Special Olympians, all with intellectual disabilities like autism and Down syndrome, are competing in gymnastics, aquatics, judo, and an array of other events. Israel’s team, its entourage of family members and trainers, total about 100 people.
“We jumped at the opportunity to be as helpful as we can,” said Chabad of Shanghai representative Dina Greenberg. Chabad organized Shanghai's Jewish community and led the efforts in coordination with the Israeli consulate and the Special Olympics committee to make arrangements for all Jewish athletes from around the world.
“We are trying to do everything we can to make them feel like they are coming to a Jewish family, arms wide open and waiting for them,” she said. That means taking care of individual needs as well, she explained, from providing translators, transportation, and even to paying for accomodations that some of the family members could not afford.
Beginning with the thoughtfully prepared welcome baskets that greeted each of the athletes, to some 1,000-plus kosher meals that will be delivered to members of the delegation and their families over the course of the two weeks, and hosting them for Shabbat and the remainder of the Sukkot holiday, Chabad has rolled out the red carpet for the Jewish athletes.

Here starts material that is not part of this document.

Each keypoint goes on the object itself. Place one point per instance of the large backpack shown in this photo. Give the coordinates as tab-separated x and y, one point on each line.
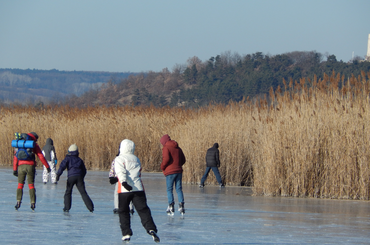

For some, like former NBA star Sam Perkins, who admitted that this was his first Shabbat dinner ever, it was a spiritual welcome as well. Simchat Torah coincided with the first days of the Olympics, and became a rare opportunity for many of the athletes.
"It was quite moving," Rabbi Shalom Greenberg told Lubavitch.com, "to have the soccer delegation celebrate Simchat Torah with us, and to see them dancing with the Torah scrolls."
President of the International Special Olympics Mr. Jay Emmett, was among the 200 guests at the Shanghai Jewish Center-Chabad for the official welcoming dinner last Friday night. He came, he said, to enjoy a good Shabbat dinner, and then he stayed to the end participating in the warm atmosphere.
Chabad is also rooting for the Israeli delegation and encouraging the Jews of Shanghai to do the same. "We've been sending out emails to the local community to go to the competitive games and support the Jewish athletes," says Rabbi Greenberg.
Delegation representatives touched by the hospitality, thanked Chabad and the individuals who played a key role in the welcome efforts, among them Mr. Maurice Ohana, Ms. Rotem Ende, Mr. Elliot Gerstler, Deputy Consul General of Israel Mr. Amir Lati and Rabbi Shalom Greenberg.
Rabbi Shalom and Dini Greenberg have been serving Shanghai's Jewish community since 1998, closing a circle that began in 1928, when Russian Jews living in Shanghai after fleeing the pogroms in Russia, invited Rabbi Meir Ashkenazi, a Chabad-Lubavitch rabbi, to lead their community.